El mal funcionamiento de un catalizador se puede identificar a través de los siguientes síntomas:

  • Pérdida de potencia: es apreciable fundamentalmente a ralentí y en aceleración. Causada por una combustión no eficiente, el combustible llega sin quemar al catalizador.
  • Ruidos en la parte inferior del vehículo: se deben a una posible fractura en el catalizador. Se pueden generar por shock térmico cuando un catalizador funciona a altas temperaturas y de repente entra en contacto con un elemento frío (agua, nieve,...).
  • Mal olor y humo: si el vehículo emite más humo del normal, es señal de que el catalizador no está filtrando bien y se encuentra obstruido. La causa es una mezcla de combustible excesivamente rica que deja depósitos de carbón en el tubo de escape.
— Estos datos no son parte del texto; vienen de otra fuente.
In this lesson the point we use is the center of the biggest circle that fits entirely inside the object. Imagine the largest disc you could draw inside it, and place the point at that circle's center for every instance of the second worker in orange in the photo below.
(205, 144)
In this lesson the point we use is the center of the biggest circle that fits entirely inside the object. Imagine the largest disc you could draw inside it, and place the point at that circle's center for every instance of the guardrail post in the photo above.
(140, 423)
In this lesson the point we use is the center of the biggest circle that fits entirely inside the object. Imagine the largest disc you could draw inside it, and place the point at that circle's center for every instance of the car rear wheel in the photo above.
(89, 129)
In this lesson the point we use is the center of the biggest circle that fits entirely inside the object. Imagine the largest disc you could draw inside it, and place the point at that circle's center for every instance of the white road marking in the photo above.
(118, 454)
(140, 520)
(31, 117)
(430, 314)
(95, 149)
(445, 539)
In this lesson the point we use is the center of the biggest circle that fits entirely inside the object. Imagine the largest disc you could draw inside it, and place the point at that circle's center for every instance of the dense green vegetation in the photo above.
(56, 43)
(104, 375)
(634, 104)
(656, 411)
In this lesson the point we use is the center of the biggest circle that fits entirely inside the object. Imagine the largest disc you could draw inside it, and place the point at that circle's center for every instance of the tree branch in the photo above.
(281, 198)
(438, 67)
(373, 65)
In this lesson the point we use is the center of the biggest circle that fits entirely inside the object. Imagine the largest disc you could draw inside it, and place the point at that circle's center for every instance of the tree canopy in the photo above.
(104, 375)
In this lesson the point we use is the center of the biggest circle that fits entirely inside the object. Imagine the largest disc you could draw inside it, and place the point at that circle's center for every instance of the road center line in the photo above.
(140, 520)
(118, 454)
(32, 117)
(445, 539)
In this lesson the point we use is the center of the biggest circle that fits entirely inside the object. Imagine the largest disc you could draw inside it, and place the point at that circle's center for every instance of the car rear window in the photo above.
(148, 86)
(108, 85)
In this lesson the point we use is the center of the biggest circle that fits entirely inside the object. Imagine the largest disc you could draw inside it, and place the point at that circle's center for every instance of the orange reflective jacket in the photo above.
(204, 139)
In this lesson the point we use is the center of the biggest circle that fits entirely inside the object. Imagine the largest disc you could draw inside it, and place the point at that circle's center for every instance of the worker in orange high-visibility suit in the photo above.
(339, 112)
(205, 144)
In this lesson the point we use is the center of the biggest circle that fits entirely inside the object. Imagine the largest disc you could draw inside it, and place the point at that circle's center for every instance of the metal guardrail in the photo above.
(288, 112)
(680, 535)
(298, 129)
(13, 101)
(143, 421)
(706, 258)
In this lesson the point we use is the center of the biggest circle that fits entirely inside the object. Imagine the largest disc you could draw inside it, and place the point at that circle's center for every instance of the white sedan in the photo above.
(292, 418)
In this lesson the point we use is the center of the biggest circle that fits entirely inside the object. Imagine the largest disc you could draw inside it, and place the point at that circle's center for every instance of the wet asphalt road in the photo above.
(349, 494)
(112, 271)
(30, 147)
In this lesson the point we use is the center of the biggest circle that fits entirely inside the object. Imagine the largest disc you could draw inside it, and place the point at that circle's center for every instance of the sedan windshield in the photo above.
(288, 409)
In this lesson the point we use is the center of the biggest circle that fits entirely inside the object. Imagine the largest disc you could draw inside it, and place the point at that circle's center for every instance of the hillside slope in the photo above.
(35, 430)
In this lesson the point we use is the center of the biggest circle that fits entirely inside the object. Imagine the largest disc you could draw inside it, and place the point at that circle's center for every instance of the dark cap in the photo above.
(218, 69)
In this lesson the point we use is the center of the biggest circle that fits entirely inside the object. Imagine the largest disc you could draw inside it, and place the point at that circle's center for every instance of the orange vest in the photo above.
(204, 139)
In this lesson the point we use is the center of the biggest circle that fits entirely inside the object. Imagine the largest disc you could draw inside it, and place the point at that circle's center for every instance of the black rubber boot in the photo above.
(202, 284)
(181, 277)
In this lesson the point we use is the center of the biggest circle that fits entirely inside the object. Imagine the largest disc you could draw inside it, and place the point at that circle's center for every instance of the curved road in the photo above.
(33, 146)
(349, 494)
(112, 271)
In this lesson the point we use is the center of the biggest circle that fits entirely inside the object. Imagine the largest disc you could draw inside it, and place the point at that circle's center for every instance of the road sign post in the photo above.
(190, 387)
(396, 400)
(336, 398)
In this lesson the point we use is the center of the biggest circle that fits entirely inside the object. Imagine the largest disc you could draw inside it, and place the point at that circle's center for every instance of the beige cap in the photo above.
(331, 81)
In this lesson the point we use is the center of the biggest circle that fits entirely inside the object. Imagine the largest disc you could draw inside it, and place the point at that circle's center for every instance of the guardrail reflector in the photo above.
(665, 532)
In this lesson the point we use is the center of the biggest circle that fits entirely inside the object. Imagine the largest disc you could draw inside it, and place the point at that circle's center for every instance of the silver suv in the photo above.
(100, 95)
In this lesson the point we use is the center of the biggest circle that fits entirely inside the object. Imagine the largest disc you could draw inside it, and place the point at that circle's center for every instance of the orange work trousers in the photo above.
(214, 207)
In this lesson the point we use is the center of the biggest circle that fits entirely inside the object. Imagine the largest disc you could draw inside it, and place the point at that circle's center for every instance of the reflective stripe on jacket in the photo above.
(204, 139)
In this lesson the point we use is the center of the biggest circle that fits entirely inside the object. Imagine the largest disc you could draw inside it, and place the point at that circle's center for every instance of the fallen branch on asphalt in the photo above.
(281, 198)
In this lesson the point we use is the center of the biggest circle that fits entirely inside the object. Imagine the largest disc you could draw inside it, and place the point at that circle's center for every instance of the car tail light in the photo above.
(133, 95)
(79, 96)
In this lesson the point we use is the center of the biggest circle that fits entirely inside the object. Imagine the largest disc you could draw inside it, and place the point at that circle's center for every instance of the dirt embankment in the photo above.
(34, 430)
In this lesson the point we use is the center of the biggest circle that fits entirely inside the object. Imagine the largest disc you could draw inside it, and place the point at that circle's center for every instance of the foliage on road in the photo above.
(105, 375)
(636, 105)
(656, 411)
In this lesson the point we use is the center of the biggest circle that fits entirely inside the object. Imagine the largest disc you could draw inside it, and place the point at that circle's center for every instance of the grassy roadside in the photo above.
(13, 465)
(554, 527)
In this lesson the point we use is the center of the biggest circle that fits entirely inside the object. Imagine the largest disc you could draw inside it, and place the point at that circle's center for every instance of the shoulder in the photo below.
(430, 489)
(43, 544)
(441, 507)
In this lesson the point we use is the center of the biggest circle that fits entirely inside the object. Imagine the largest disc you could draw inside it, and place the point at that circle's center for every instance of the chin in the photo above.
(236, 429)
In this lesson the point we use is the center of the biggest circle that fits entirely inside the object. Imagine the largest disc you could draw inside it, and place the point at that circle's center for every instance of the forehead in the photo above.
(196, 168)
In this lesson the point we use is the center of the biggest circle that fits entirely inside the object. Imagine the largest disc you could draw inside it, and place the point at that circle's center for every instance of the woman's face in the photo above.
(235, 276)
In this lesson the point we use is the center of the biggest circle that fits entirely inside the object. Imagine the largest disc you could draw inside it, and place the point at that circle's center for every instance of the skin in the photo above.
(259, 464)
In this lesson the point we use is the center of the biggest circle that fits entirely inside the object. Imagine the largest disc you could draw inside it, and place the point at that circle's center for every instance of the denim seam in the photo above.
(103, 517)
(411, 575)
Cuando el catalizador esta obstruido, también es posible que el motor se sobrecaliente al aumentar la presión de los gases de escape.
  • Golpes en el catalizador: el catalizador está construido internamente con una malla cerámica que es frágil, por lo que golpes en el catalizador podrían fracturarla. Los trozos cerámicos desprendidos podrían obturar el catalizador.

La mayoría de los fallos en el catalizador se producen por una combustión ineficiente en el motor que acaba causando la obstrucción del mismo. Para evitar estos problemas, Krafft Auto aconseja al profesional el uso de aditivos Wynn's: Petrol Extreme Cleaner y Limpiador de catalizador y sonda lambda cada 10.000 km, para motores gasolina, y Diesel Extreme Cleaner y Diesel Emission Reducer, cada 10.000 km para motores diésel.